Why Is That a Problem? · Well, one of the key advantages Federated Identity is cutting down the number of times people have to type in passwords. There are a bunch of good reasons for this:

  • Every time it happens, that’s another chance for password theft.

  • We don’t want to get people into the habit of typing IDP passwords in here and there; that habit is a great big red target sign saying “Phish me!”

  • Typing passwords all the time is a painful user experience, particularly on mobile devices.

  • The easiest way to reduce that pain is to use a short, simple, password, probably the same one you’re using everywhere including on your easily-hacked kid’s-Little-League site.

So yeah, I suppose the RP might be (slightly) increasing the security locally by forcing re-auth in some situation or another. But they’re globally reducing the security of the whole password ecosystem.

What To Do? · Well, an IDP can just say “No, you can’t do that.” But that doesn’t really make me happy either. If you’re providing a service, and someone using it says “I want to do X”, and you find yourself about to say “But you shouldn’t want to do X” for any value of X, you should be nervous.

And then there’s the elephant in the room: Policy and Regulation. Quite possibly it’s not the people running the RP system, it’s the lawyers saying “Let’s be safe and make them re-authenticate.” Because how could it be wrong to be more careful?

And worse, maybe it’s the lawyers saying “The law says we have to force re-authentication.” Because when your lawyer says that, the argument is usually pretty well over.

When I hear about this happening, more than once the law in question has been HIPAA. But it’s not alone. It’s really easy to pass a law forcing people to prove who they are when they undertake certain transactions.

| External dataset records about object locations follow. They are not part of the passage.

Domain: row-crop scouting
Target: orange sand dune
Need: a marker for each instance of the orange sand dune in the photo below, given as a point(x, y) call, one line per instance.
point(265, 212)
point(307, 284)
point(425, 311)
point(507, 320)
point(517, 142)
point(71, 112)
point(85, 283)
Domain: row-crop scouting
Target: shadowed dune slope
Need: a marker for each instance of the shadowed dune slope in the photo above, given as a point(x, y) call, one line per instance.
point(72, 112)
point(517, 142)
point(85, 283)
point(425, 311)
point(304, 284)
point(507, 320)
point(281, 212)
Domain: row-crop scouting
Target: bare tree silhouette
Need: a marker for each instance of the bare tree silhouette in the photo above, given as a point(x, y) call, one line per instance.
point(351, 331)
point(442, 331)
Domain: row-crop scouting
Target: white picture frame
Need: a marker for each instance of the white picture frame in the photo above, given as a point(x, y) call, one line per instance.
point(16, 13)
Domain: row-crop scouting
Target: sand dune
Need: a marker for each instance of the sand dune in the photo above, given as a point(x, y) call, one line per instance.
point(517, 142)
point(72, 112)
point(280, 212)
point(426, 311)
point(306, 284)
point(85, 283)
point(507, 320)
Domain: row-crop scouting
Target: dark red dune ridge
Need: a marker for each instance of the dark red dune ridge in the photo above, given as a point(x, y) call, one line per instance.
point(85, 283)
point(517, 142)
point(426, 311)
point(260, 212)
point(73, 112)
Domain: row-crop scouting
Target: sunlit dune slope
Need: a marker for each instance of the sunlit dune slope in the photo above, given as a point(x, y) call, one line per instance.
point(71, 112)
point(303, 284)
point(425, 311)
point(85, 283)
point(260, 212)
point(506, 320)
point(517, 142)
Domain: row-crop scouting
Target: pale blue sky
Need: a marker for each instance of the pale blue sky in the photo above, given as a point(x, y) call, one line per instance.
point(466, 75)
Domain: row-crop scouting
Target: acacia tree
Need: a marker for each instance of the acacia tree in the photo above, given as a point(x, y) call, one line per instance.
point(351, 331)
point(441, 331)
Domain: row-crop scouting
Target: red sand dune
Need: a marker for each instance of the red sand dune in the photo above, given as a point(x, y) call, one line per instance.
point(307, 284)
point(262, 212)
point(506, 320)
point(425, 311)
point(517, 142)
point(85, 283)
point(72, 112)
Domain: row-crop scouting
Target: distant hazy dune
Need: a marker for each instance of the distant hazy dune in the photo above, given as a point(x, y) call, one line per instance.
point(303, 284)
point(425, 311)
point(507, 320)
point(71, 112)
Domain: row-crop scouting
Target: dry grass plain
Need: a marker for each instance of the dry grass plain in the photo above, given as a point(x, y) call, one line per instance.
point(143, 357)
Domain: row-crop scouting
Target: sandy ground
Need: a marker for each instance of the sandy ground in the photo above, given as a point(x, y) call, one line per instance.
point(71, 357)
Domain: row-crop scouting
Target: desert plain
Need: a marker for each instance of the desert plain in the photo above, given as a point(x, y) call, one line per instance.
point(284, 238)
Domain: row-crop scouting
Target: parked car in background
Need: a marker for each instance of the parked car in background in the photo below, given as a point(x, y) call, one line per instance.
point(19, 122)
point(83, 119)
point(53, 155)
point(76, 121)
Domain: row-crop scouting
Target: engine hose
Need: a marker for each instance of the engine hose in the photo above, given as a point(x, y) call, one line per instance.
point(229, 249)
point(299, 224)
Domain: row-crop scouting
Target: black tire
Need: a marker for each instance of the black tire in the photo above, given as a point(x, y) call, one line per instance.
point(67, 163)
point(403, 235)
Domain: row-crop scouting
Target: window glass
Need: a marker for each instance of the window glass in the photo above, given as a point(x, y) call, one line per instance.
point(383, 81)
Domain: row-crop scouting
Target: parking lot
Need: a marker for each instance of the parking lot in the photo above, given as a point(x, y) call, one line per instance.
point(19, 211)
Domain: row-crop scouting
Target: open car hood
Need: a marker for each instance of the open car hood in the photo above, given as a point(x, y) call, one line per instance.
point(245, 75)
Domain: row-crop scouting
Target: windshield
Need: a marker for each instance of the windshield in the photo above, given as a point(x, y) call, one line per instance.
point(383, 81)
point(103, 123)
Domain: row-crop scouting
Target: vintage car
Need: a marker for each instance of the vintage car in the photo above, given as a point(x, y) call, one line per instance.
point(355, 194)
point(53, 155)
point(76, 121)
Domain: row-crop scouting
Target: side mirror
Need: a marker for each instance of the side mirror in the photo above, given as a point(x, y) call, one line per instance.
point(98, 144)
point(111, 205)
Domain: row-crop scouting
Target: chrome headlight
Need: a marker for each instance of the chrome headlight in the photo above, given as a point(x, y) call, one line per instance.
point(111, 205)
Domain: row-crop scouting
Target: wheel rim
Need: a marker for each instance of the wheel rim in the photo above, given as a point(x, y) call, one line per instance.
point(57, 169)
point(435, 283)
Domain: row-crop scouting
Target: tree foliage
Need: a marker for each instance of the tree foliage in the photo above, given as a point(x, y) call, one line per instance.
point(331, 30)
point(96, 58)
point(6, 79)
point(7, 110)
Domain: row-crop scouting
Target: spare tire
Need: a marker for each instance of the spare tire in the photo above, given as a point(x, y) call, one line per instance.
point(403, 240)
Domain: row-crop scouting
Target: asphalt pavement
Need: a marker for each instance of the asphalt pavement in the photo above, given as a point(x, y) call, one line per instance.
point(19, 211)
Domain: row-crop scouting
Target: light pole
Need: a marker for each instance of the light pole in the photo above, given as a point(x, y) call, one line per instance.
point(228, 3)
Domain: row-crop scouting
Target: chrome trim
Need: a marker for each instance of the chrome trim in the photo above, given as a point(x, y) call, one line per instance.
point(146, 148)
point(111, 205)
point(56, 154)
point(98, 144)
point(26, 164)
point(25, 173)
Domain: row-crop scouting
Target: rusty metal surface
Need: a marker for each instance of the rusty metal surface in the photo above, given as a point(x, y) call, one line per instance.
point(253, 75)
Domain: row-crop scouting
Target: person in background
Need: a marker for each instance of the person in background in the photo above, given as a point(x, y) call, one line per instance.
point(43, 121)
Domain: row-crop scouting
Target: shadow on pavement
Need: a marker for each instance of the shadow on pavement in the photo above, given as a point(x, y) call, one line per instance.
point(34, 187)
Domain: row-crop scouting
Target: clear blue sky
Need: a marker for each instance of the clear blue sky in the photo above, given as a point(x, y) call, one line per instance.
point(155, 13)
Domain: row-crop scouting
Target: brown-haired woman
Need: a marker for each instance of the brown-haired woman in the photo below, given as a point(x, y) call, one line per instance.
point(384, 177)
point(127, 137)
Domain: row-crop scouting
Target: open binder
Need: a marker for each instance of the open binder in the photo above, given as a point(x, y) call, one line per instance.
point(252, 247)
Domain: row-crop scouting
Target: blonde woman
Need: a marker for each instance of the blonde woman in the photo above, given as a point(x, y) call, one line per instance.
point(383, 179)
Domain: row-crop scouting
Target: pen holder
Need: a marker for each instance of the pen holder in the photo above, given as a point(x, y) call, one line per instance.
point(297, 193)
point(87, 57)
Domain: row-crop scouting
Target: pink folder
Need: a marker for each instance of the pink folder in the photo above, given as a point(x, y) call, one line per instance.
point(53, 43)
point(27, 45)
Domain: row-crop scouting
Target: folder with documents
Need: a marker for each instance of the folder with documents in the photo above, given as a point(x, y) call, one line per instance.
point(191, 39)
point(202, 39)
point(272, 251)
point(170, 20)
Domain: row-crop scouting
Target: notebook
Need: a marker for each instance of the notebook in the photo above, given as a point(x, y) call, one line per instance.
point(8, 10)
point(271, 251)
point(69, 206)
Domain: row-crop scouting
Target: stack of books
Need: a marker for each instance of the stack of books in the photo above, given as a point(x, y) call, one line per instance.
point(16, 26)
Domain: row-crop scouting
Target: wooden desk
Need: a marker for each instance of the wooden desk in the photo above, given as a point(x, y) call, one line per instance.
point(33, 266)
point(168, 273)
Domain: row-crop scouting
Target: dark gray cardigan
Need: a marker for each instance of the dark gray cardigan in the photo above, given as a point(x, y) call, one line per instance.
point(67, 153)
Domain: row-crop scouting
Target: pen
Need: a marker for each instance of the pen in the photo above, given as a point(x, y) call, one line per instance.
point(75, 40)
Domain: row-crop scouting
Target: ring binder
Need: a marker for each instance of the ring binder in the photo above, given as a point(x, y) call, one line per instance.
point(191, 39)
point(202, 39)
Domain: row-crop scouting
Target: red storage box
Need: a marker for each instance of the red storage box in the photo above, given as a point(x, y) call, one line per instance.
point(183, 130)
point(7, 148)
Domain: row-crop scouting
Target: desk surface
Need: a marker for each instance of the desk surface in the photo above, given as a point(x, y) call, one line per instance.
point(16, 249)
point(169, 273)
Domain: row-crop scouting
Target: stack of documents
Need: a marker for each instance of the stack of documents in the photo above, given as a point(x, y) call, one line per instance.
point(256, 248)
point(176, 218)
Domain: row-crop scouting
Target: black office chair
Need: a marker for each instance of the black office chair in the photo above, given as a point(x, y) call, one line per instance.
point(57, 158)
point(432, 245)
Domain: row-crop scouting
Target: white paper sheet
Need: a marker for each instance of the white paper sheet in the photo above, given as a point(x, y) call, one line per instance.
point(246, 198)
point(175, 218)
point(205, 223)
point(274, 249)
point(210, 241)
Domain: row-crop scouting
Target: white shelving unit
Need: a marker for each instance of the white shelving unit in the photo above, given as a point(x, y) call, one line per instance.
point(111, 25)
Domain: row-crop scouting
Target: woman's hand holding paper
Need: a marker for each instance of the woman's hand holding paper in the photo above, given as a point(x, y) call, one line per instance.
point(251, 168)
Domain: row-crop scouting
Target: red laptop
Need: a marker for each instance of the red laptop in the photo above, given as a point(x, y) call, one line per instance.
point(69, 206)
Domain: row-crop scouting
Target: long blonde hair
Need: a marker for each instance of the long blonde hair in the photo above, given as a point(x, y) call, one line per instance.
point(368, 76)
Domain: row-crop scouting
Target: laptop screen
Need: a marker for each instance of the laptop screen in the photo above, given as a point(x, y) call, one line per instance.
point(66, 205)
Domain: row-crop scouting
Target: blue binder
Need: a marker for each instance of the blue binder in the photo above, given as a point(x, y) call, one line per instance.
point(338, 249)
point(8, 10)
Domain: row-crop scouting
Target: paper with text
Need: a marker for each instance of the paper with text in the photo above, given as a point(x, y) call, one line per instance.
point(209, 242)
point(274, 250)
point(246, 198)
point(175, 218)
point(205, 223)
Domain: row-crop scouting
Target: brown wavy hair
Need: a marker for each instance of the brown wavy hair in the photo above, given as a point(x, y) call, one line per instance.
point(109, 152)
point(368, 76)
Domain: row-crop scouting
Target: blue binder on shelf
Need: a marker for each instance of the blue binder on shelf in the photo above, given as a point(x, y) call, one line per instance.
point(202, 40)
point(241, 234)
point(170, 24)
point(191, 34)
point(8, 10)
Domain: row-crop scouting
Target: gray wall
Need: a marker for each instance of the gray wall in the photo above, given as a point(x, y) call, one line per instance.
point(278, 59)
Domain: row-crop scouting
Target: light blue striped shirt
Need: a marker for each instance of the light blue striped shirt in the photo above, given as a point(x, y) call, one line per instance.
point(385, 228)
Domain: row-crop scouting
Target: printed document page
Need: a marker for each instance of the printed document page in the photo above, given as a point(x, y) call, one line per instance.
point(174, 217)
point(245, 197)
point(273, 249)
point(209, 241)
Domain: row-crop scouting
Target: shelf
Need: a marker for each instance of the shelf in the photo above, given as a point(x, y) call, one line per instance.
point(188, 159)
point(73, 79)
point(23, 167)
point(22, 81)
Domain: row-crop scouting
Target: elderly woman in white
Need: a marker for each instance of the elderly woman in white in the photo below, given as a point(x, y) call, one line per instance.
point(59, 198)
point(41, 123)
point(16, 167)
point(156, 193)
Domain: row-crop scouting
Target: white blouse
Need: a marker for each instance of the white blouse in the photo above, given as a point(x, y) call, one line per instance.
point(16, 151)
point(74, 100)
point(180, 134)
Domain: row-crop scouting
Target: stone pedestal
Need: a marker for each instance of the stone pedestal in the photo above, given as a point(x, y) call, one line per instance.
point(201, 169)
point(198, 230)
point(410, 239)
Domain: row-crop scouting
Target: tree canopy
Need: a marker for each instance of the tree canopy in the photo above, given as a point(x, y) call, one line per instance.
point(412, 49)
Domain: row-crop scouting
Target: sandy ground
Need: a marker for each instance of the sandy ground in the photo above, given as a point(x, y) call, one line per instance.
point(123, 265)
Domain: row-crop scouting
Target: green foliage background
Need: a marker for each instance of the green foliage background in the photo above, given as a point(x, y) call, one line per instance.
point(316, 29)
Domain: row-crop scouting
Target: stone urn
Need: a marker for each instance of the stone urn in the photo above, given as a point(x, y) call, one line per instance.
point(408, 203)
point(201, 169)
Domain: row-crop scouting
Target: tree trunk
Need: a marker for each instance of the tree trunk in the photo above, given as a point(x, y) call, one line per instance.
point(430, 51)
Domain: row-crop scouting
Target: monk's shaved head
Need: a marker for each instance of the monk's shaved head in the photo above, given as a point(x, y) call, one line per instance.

Because how could it be wrong to be more careful?

Arrgh.



Contributions

Comment feed for ongoing:Comments feed

From: John Cowan (Mar 06 2013, at 14:44)

I note that despite Google's comprehensive internal single-signon system, you are still forced to sign on a second time when you get near anything payroll- or HR-related. That's a Good Thing, despite the extra password exposure. He who has my device is not necessarily me.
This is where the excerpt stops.